Man. I’m a student of a looooooooot of comedians. So so so many people I look up to. Steven Wright and Dave Chappelle are my first loves. When I was a kid, I used to think standup was just time pass, until one day I stumbled upon Dave Chappelle: Killin Em’ Softly on YouTube. That is what made me realize that standup can be high art. That is when I knew I wanted to be a comedian. Steven Wright is the comedian who first inspired me to write jokes, many of my first jokes emulated him. I have learned so much about modern Joke Structure from Dave Attell, Emo Phillips, Dan Mintz, and Anthony Jeselnik. Bit structure I take directly from Louie CK and Bill Burr. As for my comedic voice, I learned so much from Paul Mooney. Listening to him is what I feel really unlocked my approach to comedy, the way how he is so mean, so aggressive. He talks about white people the way the media talks about black people. I always thought us Asian people needed that, an Asian comedian that talks about Asian-American issues, but not with the friendliness you typically see Asian comedians portray.

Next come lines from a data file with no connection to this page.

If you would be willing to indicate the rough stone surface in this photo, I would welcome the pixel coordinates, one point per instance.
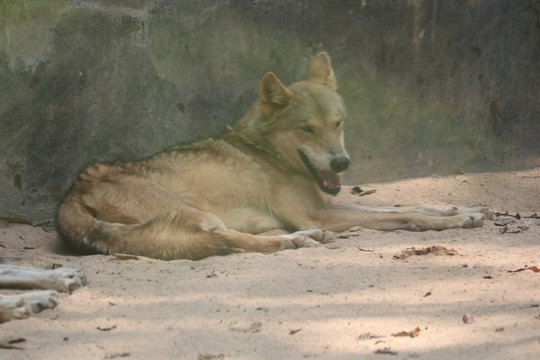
(431, 86)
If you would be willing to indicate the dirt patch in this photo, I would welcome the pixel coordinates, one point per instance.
(343, 300)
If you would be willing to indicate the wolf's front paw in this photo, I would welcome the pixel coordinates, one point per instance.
(311, 238)
(472, 220)
(68, 279)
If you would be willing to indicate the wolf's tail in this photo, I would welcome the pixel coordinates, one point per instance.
(164, 237)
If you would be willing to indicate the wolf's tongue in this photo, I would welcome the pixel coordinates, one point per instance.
(330, 180)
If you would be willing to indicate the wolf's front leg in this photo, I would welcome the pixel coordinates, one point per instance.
(241, 242)
(398, 219)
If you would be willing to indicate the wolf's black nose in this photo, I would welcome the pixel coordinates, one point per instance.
(340, 163)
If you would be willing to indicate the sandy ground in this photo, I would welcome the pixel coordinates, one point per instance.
(344, 300)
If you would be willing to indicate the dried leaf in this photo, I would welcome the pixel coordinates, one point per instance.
(106, 328)
(115, 355)
(8, 341)
(435, 250)
(532, 268)
(356, 190)
(385, 351)
(412, 333)
(368, 336)
(468, 318)
(211, 356)
(53, 266)
(125, 256)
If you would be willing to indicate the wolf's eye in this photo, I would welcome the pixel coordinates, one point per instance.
(307, 129)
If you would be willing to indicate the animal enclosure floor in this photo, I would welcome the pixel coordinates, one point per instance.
(459, 294)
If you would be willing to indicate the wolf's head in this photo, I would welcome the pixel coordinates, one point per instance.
(302, 124)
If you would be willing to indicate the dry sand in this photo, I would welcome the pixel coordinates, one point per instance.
(342, 300)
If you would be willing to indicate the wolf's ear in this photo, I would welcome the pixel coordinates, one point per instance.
(273, 94)
(320, 71)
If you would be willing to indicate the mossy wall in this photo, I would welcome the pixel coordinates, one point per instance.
(431, 86)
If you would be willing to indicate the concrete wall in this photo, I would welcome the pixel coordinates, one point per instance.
(431, 86)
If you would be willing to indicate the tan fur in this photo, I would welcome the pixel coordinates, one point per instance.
(262, 186)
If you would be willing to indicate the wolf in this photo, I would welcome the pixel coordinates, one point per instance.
(263, 186)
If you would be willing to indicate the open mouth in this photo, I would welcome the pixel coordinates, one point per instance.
(328, 181)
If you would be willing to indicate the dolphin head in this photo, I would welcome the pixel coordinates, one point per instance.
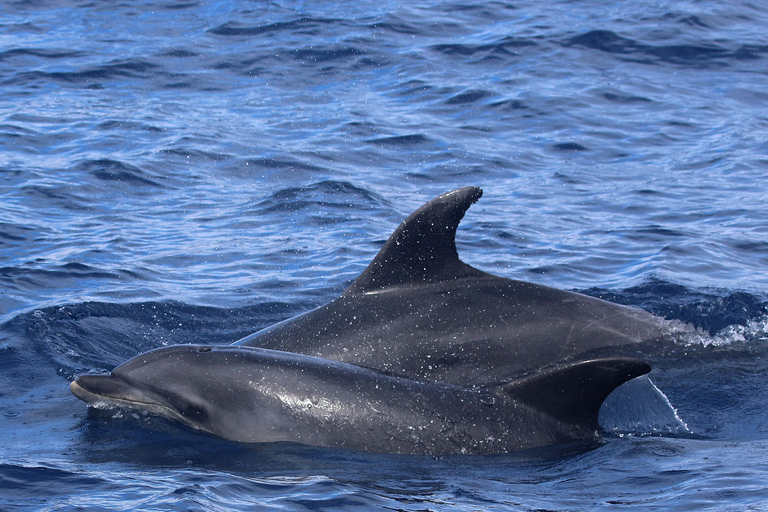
(191, 384)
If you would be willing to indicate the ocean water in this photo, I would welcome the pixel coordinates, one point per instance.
(184, 171)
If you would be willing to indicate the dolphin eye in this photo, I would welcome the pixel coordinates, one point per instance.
(193, 412)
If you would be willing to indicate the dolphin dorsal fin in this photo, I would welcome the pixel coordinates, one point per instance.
(423, 248)
(573, 393)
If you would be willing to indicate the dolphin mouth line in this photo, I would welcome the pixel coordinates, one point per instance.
(96, 399)
(105, 400)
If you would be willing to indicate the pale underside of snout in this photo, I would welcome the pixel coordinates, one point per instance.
(108, 391)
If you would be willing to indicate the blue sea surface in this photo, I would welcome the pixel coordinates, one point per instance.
(190, 171)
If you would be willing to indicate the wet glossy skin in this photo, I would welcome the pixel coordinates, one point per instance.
(418, 311)
(255, 395)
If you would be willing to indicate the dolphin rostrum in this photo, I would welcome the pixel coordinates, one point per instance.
(250, 395)
(420, 312)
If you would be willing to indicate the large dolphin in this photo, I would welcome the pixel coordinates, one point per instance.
(249, 395)
(420, 312)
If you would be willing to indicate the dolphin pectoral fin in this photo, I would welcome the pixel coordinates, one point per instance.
(573, 393)
(423, 248)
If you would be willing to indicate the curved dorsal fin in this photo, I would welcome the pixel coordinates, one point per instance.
(423, 248)
(573, 393)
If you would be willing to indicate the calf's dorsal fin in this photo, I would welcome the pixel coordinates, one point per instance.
(423, 248)
(573, 393)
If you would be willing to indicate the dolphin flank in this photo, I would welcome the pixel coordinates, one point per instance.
(420, 312)
(251, 395)
(422, 353)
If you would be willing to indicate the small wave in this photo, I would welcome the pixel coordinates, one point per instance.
(39, 482)
(339, 195)
(702, 55)
(705, 310)
(307, 26)
(113, 170)
(401, 140)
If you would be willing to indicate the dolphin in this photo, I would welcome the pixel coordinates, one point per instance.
(419, 312)
(250, 395)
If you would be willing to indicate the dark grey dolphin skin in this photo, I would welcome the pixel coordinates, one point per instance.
(250, 395)
(419, 312)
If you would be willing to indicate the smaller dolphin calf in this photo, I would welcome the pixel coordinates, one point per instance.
(251, 395)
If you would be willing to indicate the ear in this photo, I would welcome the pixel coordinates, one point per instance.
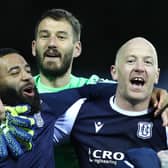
(113, 72)
(157, 76)
(77, 49)
(34, 48)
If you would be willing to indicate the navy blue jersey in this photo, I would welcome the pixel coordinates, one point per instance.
(100, 131)
(41, 155)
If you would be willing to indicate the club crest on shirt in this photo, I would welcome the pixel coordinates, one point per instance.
(39, 119)
(144, 130)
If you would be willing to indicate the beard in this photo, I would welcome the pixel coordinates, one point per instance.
(49, 71)
(11, 97)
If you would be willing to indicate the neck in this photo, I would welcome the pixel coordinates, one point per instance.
(55, 82)
(132, 104)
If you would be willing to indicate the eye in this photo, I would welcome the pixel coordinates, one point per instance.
(130, 61)
(148, 62)
(62, 37)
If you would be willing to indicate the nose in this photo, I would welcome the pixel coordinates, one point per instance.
(26, 76)
(139, 66)
(52, 42)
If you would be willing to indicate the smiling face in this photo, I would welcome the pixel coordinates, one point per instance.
(55, 46)
(16, 81)
(136, 70)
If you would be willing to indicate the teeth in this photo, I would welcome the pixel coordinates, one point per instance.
(138, 79)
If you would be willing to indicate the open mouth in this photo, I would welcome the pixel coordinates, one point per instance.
(28, 91)
(137, 81)
(52, 53)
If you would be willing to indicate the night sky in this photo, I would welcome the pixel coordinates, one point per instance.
(106, 25)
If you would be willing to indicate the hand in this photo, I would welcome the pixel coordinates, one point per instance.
(159, 101)
(16, 131)
(163, 156)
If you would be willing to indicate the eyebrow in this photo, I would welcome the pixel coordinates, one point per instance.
(17, 67)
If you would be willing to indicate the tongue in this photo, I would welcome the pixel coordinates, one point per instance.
(29, 94)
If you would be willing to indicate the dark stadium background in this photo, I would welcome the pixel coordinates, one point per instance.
(106, 25)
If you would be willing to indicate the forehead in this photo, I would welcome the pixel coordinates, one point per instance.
(139, 48)
(54, 25)
(11, 60)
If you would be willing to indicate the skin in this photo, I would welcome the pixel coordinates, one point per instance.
(55, 49)
(15, 74)
(135, 59)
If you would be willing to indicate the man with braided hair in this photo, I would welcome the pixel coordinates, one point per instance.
(17, 87)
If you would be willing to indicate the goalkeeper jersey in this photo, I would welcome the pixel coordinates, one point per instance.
(101, 131)
(42, 153)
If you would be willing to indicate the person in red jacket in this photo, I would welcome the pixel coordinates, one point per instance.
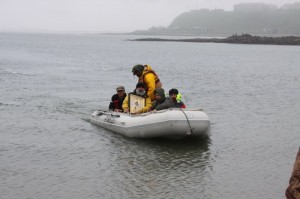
(117, 99)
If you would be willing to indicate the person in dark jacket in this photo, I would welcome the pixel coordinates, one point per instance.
(174, 95)
(140, 90)
(117, 100)
(161, 101)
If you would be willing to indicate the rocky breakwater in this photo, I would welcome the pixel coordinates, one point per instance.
(236, 39)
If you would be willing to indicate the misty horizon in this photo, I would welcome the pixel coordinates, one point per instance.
(92, 16)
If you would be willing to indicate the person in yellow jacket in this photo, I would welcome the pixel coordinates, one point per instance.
(148, 76)
(140, 91)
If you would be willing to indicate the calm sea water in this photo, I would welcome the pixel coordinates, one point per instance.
(50, 84)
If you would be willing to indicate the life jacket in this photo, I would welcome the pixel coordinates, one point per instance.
(148, 70)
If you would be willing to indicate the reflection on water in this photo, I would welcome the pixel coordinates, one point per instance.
(166, 167)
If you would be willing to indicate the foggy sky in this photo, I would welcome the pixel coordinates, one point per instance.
(100, 16)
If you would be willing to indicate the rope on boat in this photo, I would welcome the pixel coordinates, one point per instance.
(187, 119)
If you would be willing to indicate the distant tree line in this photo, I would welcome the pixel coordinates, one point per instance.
(250, 18)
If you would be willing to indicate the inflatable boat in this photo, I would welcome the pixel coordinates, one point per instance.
(170, 123)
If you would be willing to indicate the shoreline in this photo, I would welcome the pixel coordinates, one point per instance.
(236, 39)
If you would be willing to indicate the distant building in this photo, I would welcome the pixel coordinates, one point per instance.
(254, 7)
(293, 6)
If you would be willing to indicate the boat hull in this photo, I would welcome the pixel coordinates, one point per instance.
(171, 123)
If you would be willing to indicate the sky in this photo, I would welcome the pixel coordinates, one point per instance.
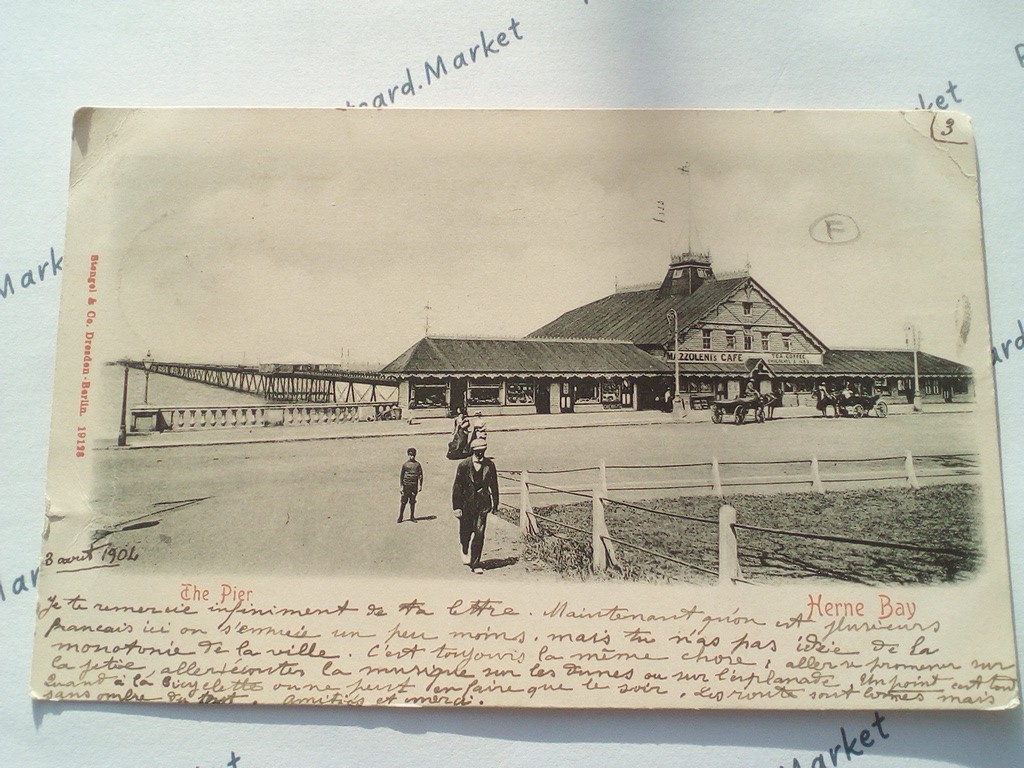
(323, 236)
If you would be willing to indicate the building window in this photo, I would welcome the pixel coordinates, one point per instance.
(611, 391)
(519, 393)
(587, 390)
(429, 395)
(483, 392)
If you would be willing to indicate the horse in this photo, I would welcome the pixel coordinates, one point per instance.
(825, 398)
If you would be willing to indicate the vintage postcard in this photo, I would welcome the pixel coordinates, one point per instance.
(586, 409)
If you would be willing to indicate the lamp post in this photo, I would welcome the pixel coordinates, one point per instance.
(123, 431)
(147, 365)
(913, 342)
(673, 317)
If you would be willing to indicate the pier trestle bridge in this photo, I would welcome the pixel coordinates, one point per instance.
(284, 383)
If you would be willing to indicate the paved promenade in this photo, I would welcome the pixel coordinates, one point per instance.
(322, 502)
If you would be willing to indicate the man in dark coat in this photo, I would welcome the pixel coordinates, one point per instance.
(411, 481)
(474, 496)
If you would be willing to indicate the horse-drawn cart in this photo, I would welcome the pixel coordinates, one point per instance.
(855, 406)
(739, 409)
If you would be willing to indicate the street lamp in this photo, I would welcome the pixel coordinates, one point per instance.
(147, 365)
(913, 342)
(123, 430)
(673, 318)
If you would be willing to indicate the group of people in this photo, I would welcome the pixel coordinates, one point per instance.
(474, 492)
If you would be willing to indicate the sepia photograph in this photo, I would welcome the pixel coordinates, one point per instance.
(329, 342)
(652, 353)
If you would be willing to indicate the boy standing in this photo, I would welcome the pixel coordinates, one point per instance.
(411, 481)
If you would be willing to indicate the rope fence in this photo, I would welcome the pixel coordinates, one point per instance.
(604, 545)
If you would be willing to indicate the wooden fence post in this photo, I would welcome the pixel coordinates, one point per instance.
(604, 549)
(816, 483)
(911, 476)
(527, 523)
(728, 556)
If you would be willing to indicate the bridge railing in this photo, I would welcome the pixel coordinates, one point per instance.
(196, 418)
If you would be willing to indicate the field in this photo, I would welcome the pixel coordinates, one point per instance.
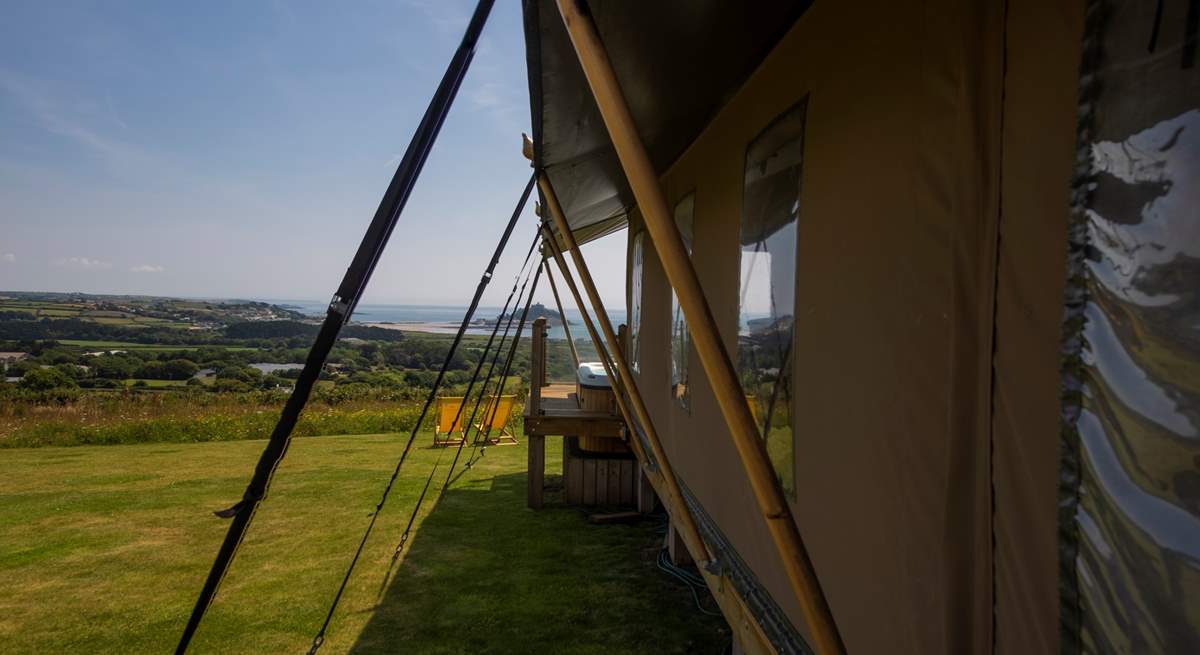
(102, 550)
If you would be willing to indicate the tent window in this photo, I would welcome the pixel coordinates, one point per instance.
(679, 337)
(767, 284)
(635, 304)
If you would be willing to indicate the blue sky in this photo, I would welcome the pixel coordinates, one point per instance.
(239, 149)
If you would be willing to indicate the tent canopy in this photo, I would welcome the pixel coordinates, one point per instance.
(677, 61)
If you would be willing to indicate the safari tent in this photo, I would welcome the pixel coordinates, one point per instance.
(912, 356)
(946, 256)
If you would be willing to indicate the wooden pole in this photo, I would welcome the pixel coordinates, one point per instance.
(748, 631)
(562, 314)
(605, 360)
(713, 355)
(618, 355)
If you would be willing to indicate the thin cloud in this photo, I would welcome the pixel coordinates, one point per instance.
(54, 115)
(83, 263)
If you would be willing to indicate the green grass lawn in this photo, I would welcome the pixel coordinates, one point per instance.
(103, 548)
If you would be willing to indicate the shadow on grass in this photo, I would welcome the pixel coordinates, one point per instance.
(487, 575)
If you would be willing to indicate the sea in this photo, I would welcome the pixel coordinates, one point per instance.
(436, 318)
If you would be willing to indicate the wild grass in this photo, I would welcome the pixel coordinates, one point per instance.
(103, 548)
(108, 419)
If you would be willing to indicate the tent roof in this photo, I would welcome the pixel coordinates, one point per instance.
(678, 61)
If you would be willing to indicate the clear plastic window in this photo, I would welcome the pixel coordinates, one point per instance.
(766, 307)
(679, 336)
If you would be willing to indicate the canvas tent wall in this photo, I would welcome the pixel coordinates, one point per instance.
(931, 220)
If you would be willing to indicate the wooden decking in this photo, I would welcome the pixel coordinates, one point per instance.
(557, 413)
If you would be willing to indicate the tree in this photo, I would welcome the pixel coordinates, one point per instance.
(180, 370)
(45, 379)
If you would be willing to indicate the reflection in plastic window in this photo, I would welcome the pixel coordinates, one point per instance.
(635, 304)
(679, 337)
(766, 307)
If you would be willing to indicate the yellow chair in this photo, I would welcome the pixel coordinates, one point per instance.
(445, 434)
(496, 420)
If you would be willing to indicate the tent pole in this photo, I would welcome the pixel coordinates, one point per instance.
(562, 314)
(601, 352)
(718, 366)
(618, 355)
(747, 630)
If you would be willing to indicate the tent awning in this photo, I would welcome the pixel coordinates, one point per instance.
(678, 61)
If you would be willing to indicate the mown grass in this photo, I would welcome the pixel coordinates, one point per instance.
(102, 550)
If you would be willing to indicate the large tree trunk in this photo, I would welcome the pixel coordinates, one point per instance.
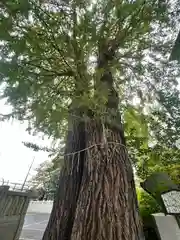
(96, 199)
(107, 205)
(62, 216)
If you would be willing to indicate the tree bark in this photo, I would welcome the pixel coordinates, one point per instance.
(107, 206)
(62, 216)
(96, 198)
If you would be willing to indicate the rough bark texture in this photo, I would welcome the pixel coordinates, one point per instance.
(107, 205)
(96, 198)
(62, 217)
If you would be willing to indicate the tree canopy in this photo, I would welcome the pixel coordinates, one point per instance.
(49, 51)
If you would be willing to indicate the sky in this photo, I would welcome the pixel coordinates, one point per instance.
(15, 158)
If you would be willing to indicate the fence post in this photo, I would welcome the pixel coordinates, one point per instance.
(22, 216)
(3, 194)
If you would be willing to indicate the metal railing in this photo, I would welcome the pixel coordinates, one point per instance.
(14, 186)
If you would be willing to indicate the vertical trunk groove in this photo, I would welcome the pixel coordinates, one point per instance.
(62, 216)
(107, 205)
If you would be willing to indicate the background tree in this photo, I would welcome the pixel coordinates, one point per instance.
(80, 65)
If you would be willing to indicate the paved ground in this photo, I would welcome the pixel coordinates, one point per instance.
(34, 226)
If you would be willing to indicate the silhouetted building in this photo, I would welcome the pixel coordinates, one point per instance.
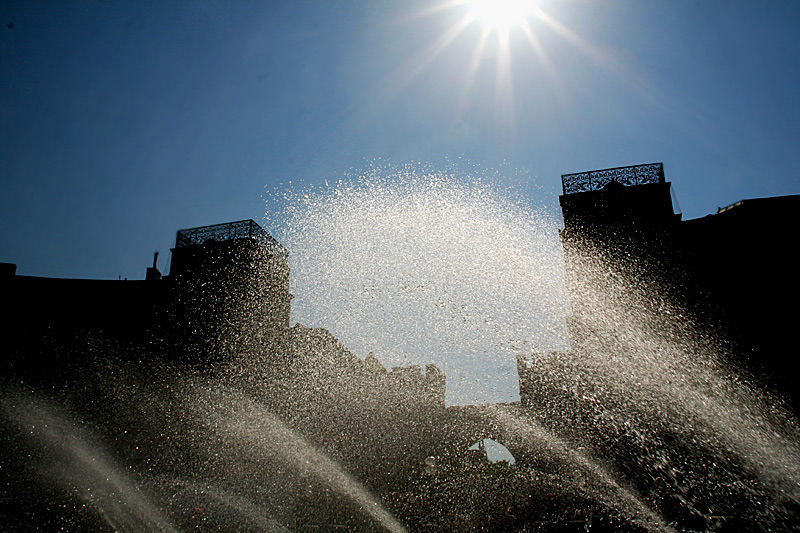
(729, 273)
(229, 291)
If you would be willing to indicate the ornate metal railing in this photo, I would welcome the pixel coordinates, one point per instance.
(242, 229)
(594, 180)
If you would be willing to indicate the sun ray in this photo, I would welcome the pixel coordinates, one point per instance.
(504, 91)
(475, 63)
(560, 93)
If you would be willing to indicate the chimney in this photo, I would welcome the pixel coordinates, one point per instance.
(152, 272)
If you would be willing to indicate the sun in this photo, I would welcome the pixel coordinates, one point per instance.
(500, 15)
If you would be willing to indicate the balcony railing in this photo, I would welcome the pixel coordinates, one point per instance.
(594, 180)
(242, 229)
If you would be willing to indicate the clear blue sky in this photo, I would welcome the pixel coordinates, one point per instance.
(121, 122)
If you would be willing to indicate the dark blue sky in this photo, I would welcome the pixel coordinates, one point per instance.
(121, 122)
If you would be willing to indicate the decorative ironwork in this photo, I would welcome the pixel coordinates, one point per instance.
(242, 229)
(594, 180)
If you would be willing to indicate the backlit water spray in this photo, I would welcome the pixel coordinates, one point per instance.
(422, 266)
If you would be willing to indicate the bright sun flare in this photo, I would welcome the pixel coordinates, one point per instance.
(499, 15)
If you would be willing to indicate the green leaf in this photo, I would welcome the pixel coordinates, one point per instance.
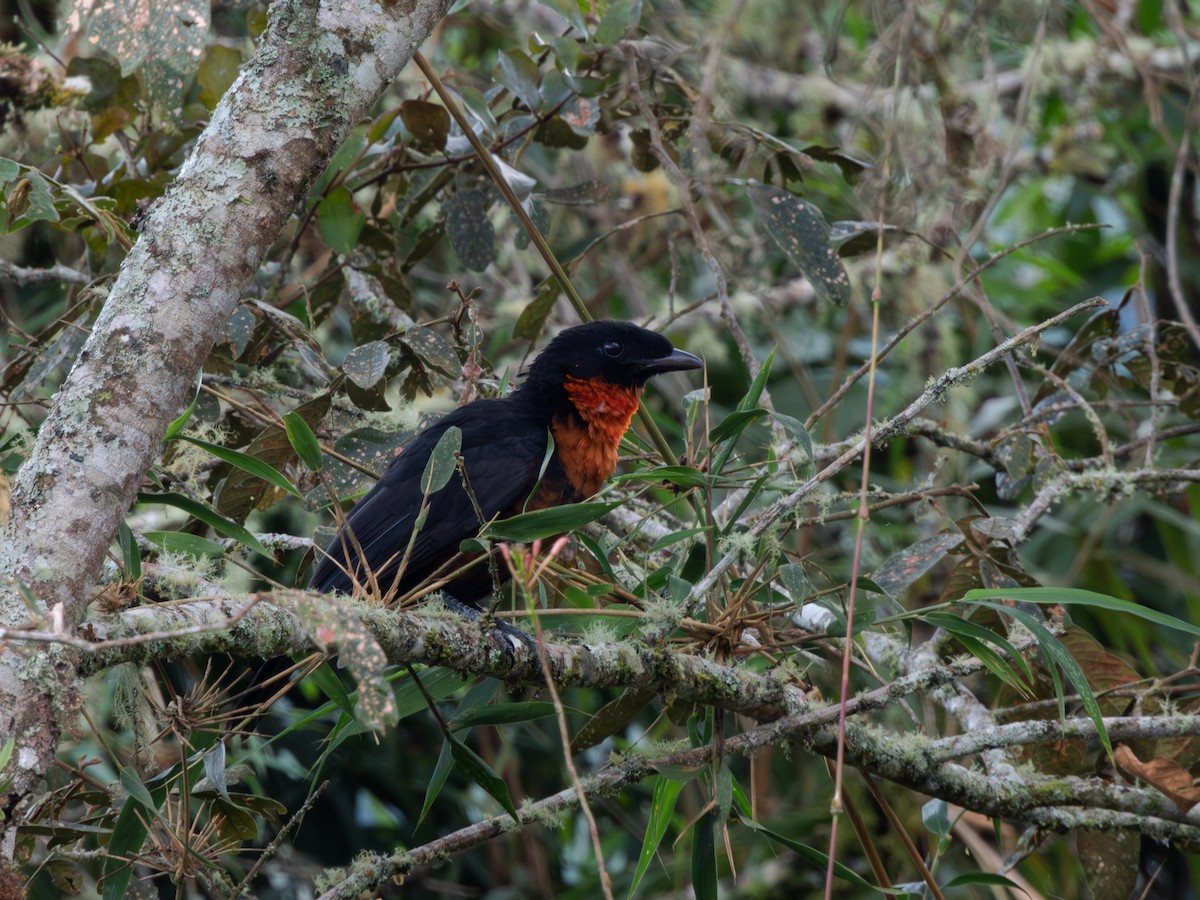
(472, 233)
(1055, 653)
(442, 465)
(216, 73)
(964, 628)
(165, 45)
(427, 123)
(571, 11)
(477, 103)
(178, 425)
(669, 540)
(732, 425)
(183, 543)
(133, 786)
(533, 318)
(130, 553)
(29, 199)
(519, 73)
(663, 804)
(210, 517)
(678, 475)
(617, 21)
(304, 442)
(816, 858)
(989, 879)
(437, 780)
(936, 817)
(802, 233)
(215, 768)
(503, 714)
(611, 718)
(1077, 597)
(483, 774)
(367, 364)
(129, 835)
(549, 522)
(327, 679)
(798, 432)
(246, 463)
(340, 221)
(703, 858)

He taught me to be in your face. And Chappelle taught me how to be nice about it.
Do you feel that South Asian comedians can be easily pigeonholed?
Historically — unequivocally yes. In the modern times, much less so. I very much think South Asian comedians in some sense pigeonhole themselves, by trying to emulate past South Asian comedians, who were pigeonholed by the market. I do think now, and it is completely because of social media, there is a market for every kind of comedy. Like I said in my previous answer, I’d like to be a South Asian comedian with the confrontationality that we have historically only seen from Black comedians.
But you know who is really pigeonholed nowadays? Female comedians. This may be a tangent, but if there was a Female comedian that talked about Female issues, with the hostility towards men that Bill Burr will occasionally have towards women, in my opinion she would likely be the GOAT.
How do you feel social media such as Instagram, Twitter, TikTok, Facebook, and Snapchat have changed comedy?
Social media has been a truly beautiful thing for comedy. It has completely decentralized the power structure of our business. Back in the day, if you wanted to get famous, you had to do comedy that appealed to the white men who held the power at the networks, at the talk shows, in the writers rooms. They still do control all those things, but now because of social media the people watching our stuff are representative of the population, and we can grow our followings because the market is wider. Now if you have a social media following, you have all the leverage, and therefore you see a multitude more styles of standup comedy out there. Also social media in my opinion is the third great comedy boom. Seinfeld made standup a household art form, Netflix made it possible for people to binge watch standup, and now Tiktok and Instagram have proliferated standup to the point where it is EVERYWHERE. There are more comedians than ever and there’s a bigger market for standup than ever.
Lastly, what do you hope individuals take away from this interview with Brown Girl Magazine?
Us Indian-Americans are at a very interesting financial and cultural intersection. Indians are the richest ethnicity in America, and culturally Indian parents will generally pay for their children’s college, unlike other ethnicities. If Indian parents were to hypothetically support their child to go into the arts, just like they may support them in getting their Masters degree, I believe Indians would have an astronomically higher chance of making it in the arts than anyone else. The greatest gift you can give your artist child is financial support in the early stages, since we all know the early stages of the arts make next to nothing. We just have to get rid of the Doctor, Lawyer, Engineer only BS that I would argue is a remnant of the Caste System in India.
Also, remember to call white people Euro-Americans. It helps the movement!